Grilk: For the Olympics, I think if it is to succeed, it’s a movement that will capture the spirit of everybody who lives around here, the way the Marathon has. And if people have that sense of ownership for the Games, then it’ll work.

You mentioned the state and city need to partner pretty closely when it comes to the Marathon. What’s that look like?

Walsh: We work very closely on security, on crowd control, on making sure that the event goes off well.

Baker: And it runs all the way out to Hopkinton, so it covers a lot of territory. And the crowds—there’s a huge crowd in Boston, there’s a huge crowd pretty much everywhere along that course. There are very few parts of that race course that are dead. I have a lot of friends who run the race, and they said one of the reasons they like running Boston is because there’s literally no downtime with the crowd. It’s always right on the edge all the way through—three, four, five deep. You get into Boston and it gets much deeper than that. But there’s no free time out there if you’re running the race. There’s people watching you and cheering you on every inch of the way.

Grilk: And the state does a magnificent job of providing coordination for everybody who works on this. The race organizers, public-safety officials, municipal officials, state officials, fire, police, E.M.S., all get together multiple times out at the Massachusetts Emergency Management Agency in Framingham.

When you guys travel to other parts of the country, how big does the Marathon loom in people’s visions and impressions of Boston?

Walsh: I think if you ask anyone in the country, “Name three marathons in the world,” they’ll say Boston as the first one that comes out of their mouth every time.

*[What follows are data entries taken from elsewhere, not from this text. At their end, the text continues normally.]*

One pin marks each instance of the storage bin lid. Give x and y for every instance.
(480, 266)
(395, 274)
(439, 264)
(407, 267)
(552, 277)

Baker: I would agree with that. The other thing to keep in mind on this is that the way the city and the people of Massachusetts responded to the tragedy left an indelible mark in the minds of a lot of people around the world. The whole notion of “Boston Strong”—somebody might call that trite, but I think for many people who watched that whole thing play out, it was a statement moment for the city and for the community, and it’s had real, sustainable impact as a lasting impression.

Last April, we all had very strong emotions about the Marathon. What do you think this year will be like?

Grilk: We go back to the core of what makes it what it is. And for a long time the Boston Marathon has been an international athletic competition focused on excellence. People know it’s really hard to qualify. It gives you a sense for the importance of competition and excellence. That’ll always carry forward, and it mirrors the way people look at Boston and communities around here. When you go around the world, what do people know about Boston? Well, they know about Harvard, they know about M.I.T., they know about the Marathon. But it’s that core commitment to excellence, and what everyone sees is the fact that it’s an event owned by the whole community around here. That is the core of it and that will carry forward. The events of 2013 will always be part of the history of the race, but they won’t define the future, they’ll just inform it as all of the other history has.

One last question for you, Governor. At last year’s Marathon you were a private spectator. This time you’ll be crowning the women’s winner. What are you going to be thinking about this year at the finish line when you’re getting ready to bestow the olive wreath?

Baker: I don’t know, and I’ve thought about it. I’ve been going to the Marathon ever since I was a kid. I lived on the route for a bunch of years there when I was younger. I know a ton of people who have run in the race over the years. I’ve never been that close to the finish of the race. I hope that my experience reflects the same kinds of emotions that it has over time. Like everybody, I think, I tear up when I see the Hoyt family go by. I smile and applaud as loud as I possibly can when I see the Johnny Kelleys of the world go by. When I see friends of mine finish that race, it’s an emotional moment. And I would hope the personal part of this is always first and foremost on this, separate and apart from whatever the official duties are.